# Functional approximation

## Prelude: curses

### Curse of dimensionality

The state space tends to grow to a large size easily. Let's take the Atari game. The input is an $84\times 84 \times 4$ image with intensity values between 0 and 256. How many states are possible?

$$|S| = 255^{84\cdot 84 \cdot 4} \approx 10^{50000}$$

Which is huge, and it is not possible to store it in a table. This is the curse of dimensionality.

### Curse of modeling

therefore the transition matrix $T(s, a, s')$ is way bigger than the state space. For instance in case of the Atari game, the size of the transition matrix:

$$|T| = |S| \times |A| \times |S| \approx 10^{100000}$$

The transition matrix is huge and impossible to store it in the memory. It is also difficult to learn or identify such a huge model by sampling the environment. It is harder than exploring the state itself. This is the curse of modeling. Model-free methods can eliminate this problem.

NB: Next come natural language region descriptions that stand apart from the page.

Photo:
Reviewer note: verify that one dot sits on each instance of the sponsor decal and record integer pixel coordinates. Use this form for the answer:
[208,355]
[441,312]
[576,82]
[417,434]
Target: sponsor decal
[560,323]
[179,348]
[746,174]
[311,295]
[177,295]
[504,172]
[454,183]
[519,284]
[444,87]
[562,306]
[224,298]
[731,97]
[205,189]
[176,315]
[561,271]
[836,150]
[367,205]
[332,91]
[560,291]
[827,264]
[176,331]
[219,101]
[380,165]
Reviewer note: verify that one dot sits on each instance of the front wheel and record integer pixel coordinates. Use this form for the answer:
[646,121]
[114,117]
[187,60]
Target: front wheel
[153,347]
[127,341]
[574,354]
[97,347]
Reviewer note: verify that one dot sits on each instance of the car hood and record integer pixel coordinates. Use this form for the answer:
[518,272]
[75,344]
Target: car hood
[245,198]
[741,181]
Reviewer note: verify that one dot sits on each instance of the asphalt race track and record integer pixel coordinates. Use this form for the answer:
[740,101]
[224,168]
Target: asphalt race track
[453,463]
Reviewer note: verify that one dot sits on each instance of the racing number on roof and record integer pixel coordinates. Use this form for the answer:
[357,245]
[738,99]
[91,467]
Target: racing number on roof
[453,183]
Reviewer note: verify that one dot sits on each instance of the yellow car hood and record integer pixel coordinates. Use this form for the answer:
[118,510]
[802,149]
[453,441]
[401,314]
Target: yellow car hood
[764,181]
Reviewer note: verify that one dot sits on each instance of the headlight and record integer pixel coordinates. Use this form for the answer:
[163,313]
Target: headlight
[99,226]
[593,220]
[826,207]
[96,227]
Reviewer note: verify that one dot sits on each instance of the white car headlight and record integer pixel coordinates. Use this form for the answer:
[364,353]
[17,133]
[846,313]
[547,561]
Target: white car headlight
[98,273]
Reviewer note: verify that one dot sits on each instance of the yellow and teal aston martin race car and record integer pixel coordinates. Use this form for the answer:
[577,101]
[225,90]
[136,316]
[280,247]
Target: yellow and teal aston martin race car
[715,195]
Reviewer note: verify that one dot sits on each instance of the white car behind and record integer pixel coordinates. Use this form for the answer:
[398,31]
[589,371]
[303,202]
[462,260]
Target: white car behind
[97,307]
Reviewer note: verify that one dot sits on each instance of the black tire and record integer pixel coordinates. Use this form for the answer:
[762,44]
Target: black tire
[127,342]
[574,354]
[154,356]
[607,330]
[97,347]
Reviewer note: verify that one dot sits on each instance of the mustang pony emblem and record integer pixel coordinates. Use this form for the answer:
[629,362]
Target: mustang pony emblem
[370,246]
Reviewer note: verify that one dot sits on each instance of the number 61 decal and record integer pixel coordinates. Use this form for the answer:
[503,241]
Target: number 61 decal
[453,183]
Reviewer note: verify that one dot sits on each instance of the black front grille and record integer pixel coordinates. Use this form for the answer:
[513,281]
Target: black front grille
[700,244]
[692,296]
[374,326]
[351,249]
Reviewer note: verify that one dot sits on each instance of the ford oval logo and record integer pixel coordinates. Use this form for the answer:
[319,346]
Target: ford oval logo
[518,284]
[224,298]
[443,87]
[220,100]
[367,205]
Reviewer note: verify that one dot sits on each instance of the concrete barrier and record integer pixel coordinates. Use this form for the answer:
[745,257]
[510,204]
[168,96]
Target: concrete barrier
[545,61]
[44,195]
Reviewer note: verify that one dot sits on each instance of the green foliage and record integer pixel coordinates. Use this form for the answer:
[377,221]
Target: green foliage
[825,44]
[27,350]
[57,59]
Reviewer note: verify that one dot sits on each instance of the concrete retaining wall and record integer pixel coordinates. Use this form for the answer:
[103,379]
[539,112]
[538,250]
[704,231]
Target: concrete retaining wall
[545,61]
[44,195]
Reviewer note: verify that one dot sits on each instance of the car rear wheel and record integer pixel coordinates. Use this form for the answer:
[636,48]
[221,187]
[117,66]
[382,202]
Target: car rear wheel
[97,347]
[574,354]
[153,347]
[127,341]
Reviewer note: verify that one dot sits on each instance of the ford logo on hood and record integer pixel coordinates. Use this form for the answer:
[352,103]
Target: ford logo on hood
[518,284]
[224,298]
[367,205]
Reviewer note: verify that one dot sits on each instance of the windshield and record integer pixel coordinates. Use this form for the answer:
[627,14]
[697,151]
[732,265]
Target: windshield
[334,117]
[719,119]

### Curse of credit assignment

When a longer episode is played or executed, it is not evident which actions were the most relevant to achieve the final result. This is the credit assignment problem.

## Motivation:

1. We've seen RL finds optimal policies for arbitrary environments, if the value functions $V(s)$ and policies $Q(s, a)$ can be exactly represented in tables
2. But the real world is too large and complex for tables
3. Will RL work for function approximators?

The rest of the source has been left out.